Kendini kurban sunan bu çocuklar, gençler derin bir inanç ve umud ile dikildiler düşmana karşı. Bu saldırıların aklı zorlayan bir nefret içerdiğini ifadeye gerek yok. Sadece onurumuz için savaştık.
Mustafa Ekici / Yazar
“Şimdiye kadar asker ve zabitler, hiç kusursuz harp ettiler. Her manevrayı yaptılar. Bu halde vasiyetim: Ben vazifemi yaptığım ısanıyor ve öyl eölüyorum. Düşmana, sonuna kadar karşı koyunuz. Her halde sonunda muvaffak olacağız. Ben, kalben müsterih olarak ölüyorum. Yaşasın dinim, vatanım, padişahım!”
Enver Paşa
Suskunum.
Suskunum çünkü gönlümü doyuma ulaştıracak o sihirli kelimeden yoksunum.
Devasa bir bütünün, kıtalara sığmaz bir vücudun azası gibi hissediyorum kendimi, derin bir minnetle doluyorum.

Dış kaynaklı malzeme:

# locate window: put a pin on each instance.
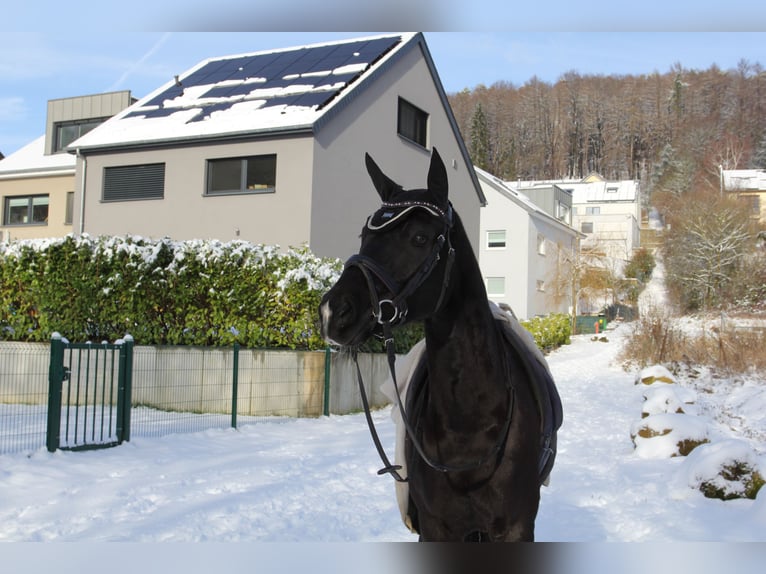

Varlığı sık sık, başka dünyalarda inşa edilmiş insan düşmanlarımla tehdit edilen bu devasa bütün, bu muhayyel vatan, bu sınırları biraz flu ve oldukça iddialı fikir kanımı coşturuyor benim.
Bin yılı aşkın bir süre boyunca canlı bir organizma gibi gelişip serpilen bir şeydir bu sınırı belirsiz vatan. Birbiriyle girift ve derinlemesine ilişkiler ağı ile mutlak bir asudelik kazanan, sonsuz sayıda aşk, acı, sevinç, hüzün ve dua ile örülü, her biri diğeri ile ilişkilidirler, kelimeler, yüz ifadeleri ve mimikler, binlerce eşya/yapıya işlenmiş desenler ve her bir ifadesinin altında muazzam öyküler yatan devasa bir muhayyel vücud’dur bu. Toprak değil elbet, velakin topraktan bağımsız da değil.
Sadece dağ/bayır değil, sadece dil ve kültür değil, sadece dua ve yakarış değil, Arap değil sadece, ne de sadece Türk, sadece Kürd, içinde harikat adları ile Ermeni var, muhteşem tınıları ile Süryani, Türkmen/Laz, onlarca Kafkas halkı, doğudan batıdan kardeş/komşu/akraba olmaya niyetli nice topluluk bu muhayyel vatanın inşasında emek, tapusunda pay sahibi...
Vecd ile ölüme gittiler
Sınırlarının belirsizliği işte tam da buradan, bu birbirine ulanan, eklenen, birbiri ile biteviye harmanlanan toprakların, dillerin, ırkların süreğen bir dansa benzeyen capcanlı, ritmik ilişkisinden kaynaklanıyor. Yüzyıllar içinde bu asudelik defalarca sınandı, defalarca kanlı hesaplaşmalara uğradı, ama her defasında büyük bir rikkat ile yeniden bir arada olmayı, birbirine tutunmayı başardı. Her hengameden, her saldırıdan daha da kavileşerek, daha da genişleyerek, daha gümrah bir aile olarak çıktı. En büyük ve en tehlikeli sınavı, yüzyıl evvel başlayan ve ağır darbeler/yenilgiler getiren Cihan Harbi ve devamındaki gelişmeler ile yaşadı, yaşıyor bu muhayyel vatan.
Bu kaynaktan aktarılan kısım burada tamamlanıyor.